Qu’ont en commun un milliardaire français amateur de yachts, une multinationale soucieuse d’optimiser sa feuille d’impôts et une fille de dictateur africain désireuse d’investir de l’argent à l’origine douteuse ? Tous ont choisi l’île portugaise de Madère et sa fiscalité très avantageuse pour ouvrir leur société.
Dans le cadre de l’enquête « Money Island », menée en partenariat avec les radios-télévisions publiques bavaroise (BR) et autrichienne (ORF) et le quotidien espagnol La Vanguardia, Le Monde a pu explorer le registre du commerce de la zone franche de Madère (ZFM) et découvrir l’identité de plusieurs dizaines de propriétaires de sociétés internationales enregistrées depuis le début des années 2000.
Des footballeurs soupçonnés d’évasion fiscale
Madère a été utilisée par plusieurs stars du ballon rond évoluant dans le championnat espagnol pour dissimuler une partie de leurs revenus au fisc. Le schéma, également utilisé dans d’autres paradis fiscaux, est désormais bien connu :
Le joueur cède gratuitement une partie de ses droits à l’image à une société-écran installée à Madère, qui ne paie quasiment aucun impôt.
Une partie des droits versés par son sponsor arrive donc sur le compte bancaire de cette société plutôt que sur le compte officiel du joueur.
En réalité, cette société-écran appartient au joueur. Il récupère donc son argent par ce biais, après s’être acquitté d’impôts ridicules, économisant des centaines de milliers d’euros.
Il a fallu plusieurs années pour que la justice espagnole se saisisse du problème et lance des poursuites contre les joueurs de la Liga utilisant ces méthodes (souvent à l’initiative de leur agent ou de leur conseiller fiscal).
Javier Mascherano a été le premier à en faire les frais : il a plaidé coupable de fraude fiscale en 2015 pour éviter la prison, mais a dû rembourser les montants non déclarés et s’acquitter d’une lourde amende.
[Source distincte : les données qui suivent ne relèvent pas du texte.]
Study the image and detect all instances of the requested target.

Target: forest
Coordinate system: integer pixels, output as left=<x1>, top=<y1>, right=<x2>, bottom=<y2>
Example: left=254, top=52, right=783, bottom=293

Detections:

Les affaires de Xabi Alonso et d’Adriano Correia sont toujours en cours d’examen par la justice espagnole.
Des pots-de-vin pour des contrats pétroliers
Madère s’est retrouvée au début des années 2000 au centre d’un scandale de corruption impliquant le groupe américain de construction Halliburton, le néerlandais Snamprogetti, le japonais JGC et le français Technip. Les quatre sociétés, réunies dans le consortium TSKJ, ont été accusées d’avoir distribué, par le truchement de sociétés madéroises, quelque 180 millions de dollars de commissions occultes à des membres du gouvernement nigérian pour obtenir des contrats de construction de raffineries.
Après avoir plaidé coupable devant la justice américaine, les quatre entreprises ont dû payer respectivement 600, 365, 219 et 338 millions de dollars d’amendes en 2009-2010… ce qui ne les a pas empêchées de conserver par la suite des intérêts communs dans des sociétés à Madère.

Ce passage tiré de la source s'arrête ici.